If you talk to members or read articles of the mainstream economic faith, they often imply to you that money printing does NOT lead to inflation. Aside, any discussion about consumer price inflation has mechanically been viewed as strictly a “supply side” issue.
Of course despite their rabid denials, price inflation has been very much present given that central banks around have been jointly blowing bubbles to ensure that bankrupt governments stay afloat.
The mainstream hardly recognizes that first we see monetary inflation expressed via booming asset prices, next we see the same dynamic eventually spillover to consumer inflation.
Since inflation is a political process and represents part of the grand political scheme of financial repression, the effects on the markets and the economy runs in different phases or stages too. Central bank manipulation of money and credit affect specific prices of assets and of goods and services in relative scale and time periods.
We are seeing such phenomenon at work even in the US
Cost of fresh produce are expected to move significantly higher according to a Wall Street Journal report. This supposedly has been to a “three year drought in California” where the report adds that higher cost of fresh produce will lead to “overall food cost gains are expected to accelerate this year”
The Zero Hedge shows of spiraling prices beef, pork and shrimp. Note these are long term trends. But the recent rate of increases seem to have accelerated.
Another Wall Street Journal chart shows the spreading price inflation in basic commodities
In the US, food accounts for 14.9% of the CPI basket according to Doug Short.
The US Bureau of Labor reported last April 15th of the changes in US CPI stating that the “increases in the shelter and food indexes accounted for most of the seasonal adjusted all items increase. The food index increased 0.4 percent in March, with several major grocery store food groups increasing notably”
In early 2013 I predicted that rising home prices and rents will contribute to higher US CPI. So the US housing bubble is adding to CPI strains.
Finally rising food prices has not just been a US or Philippine phenomenon but a also global one.
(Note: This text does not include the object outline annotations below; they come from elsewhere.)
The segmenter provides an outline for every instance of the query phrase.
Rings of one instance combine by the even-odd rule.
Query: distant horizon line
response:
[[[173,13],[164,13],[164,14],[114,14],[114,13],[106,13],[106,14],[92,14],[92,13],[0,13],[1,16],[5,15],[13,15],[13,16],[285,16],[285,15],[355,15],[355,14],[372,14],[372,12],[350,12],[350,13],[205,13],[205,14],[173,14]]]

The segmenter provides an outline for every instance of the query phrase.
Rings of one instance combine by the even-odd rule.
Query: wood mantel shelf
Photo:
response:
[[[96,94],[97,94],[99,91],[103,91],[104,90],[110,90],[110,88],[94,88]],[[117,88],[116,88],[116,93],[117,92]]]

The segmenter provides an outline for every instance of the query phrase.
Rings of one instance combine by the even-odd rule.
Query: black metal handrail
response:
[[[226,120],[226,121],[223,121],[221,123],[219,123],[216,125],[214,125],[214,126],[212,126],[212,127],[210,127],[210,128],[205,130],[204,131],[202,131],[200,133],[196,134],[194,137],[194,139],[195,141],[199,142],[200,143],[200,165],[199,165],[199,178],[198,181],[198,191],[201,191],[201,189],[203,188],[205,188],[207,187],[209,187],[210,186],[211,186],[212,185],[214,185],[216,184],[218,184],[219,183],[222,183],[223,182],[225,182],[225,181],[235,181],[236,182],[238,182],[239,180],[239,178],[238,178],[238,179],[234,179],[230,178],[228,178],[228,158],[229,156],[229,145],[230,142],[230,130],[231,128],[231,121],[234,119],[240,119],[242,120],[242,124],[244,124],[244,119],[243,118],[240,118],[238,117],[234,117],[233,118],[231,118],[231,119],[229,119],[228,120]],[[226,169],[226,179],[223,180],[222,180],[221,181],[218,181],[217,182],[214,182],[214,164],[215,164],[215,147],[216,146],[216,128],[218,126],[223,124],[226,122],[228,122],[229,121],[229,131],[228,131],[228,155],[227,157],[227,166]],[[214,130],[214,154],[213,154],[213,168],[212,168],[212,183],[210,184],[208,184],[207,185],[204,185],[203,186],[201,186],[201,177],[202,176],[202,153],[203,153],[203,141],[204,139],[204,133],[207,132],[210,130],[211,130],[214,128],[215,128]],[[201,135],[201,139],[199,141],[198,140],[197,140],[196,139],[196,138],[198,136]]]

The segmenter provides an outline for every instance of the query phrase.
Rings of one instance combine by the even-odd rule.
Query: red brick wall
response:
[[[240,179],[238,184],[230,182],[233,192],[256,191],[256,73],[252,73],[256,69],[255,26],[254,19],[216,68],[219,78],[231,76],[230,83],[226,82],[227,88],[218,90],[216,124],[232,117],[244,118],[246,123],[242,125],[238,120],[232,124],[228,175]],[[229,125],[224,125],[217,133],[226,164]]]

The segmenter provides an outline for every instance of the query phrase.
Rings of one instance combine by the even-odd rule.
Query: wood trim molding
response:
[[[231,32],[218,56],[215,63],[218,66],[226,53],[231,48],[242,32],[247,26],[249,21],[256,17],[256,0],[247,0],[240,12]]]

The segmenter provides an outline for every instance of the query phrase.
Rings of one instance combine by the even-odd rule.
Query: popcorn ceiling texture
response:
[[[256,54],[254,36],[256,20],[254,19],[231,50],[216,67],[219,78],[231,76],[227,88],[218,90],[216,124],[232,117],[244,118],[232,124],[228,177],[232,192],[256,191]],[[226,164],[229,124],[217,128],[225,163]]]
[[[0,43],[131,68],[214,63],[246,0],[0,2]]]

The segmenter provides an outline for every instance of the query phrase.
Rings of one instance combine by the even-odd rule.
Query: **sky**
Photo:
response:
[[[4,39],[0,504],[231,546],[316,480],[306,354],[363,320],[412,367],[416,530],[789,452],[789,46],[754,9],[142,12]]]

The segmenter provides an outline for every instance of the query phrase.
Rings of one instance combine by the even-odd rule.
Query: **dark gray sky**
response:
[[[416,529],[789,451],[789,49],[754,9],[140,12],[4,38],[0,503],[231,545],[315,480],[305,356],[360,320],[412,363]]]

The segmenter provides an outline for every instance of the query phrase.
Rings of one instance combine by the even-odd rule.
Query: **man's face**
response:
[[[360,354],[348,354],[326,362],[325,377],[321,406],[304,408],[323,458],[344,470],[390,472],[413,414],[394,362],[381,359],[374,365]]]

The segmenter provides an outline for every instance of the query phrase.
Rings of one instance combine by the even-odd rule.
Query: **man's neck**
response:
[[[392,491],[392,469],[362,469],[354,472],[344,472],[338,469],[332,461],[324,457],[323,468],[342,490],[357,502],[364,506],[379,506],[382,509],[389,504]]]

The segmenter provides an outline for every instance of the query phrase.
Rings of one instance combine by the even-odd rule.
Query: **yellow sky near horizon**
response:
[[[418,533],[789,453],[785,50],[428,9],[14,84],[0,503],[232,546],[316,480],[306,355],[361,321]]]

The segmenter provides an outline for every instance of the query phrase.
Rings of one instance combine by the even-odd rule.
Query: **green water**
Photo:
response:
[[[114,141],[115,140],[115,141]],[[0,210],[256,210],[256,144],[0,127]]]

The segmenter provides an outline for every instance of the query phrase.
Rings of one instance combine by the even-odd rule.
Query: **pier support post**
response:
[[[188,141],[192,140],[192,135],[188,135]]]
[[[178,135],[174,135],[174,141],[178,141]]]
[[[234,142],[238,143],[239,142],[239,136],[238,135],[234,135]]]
Again the mainstream blames this on the supply side particularly to weather and to deteriorating events in Ukraine
While this is not to deny that supply have contributed to rising prices, what has been a standard operation procedure for the mainstream has been to deliberately omit or obscure the demand side—which seems to operate in a vacuum—particularly demand that has been influenced by central bank policies
For instance, as one would note from the FAO chart, dairy prices have been rising prior to the polar vortex or to the escalation of the Ukraine conflict.
The bottom line is that central bank inflationism has been increasingly spilling over to the real economy via rising food prices. And this is being aggravated by supply chain disruptions. This also means incidences of global hunger and poverty will rise. Such also implies of growing risks of a global food crisis.
And importantly this signals why the era of asset inflation boom is bound to reverse soon as sustained pressures on consumer prices will eventually reflect on interest rates (whether in the US, Philippines or elsewhere).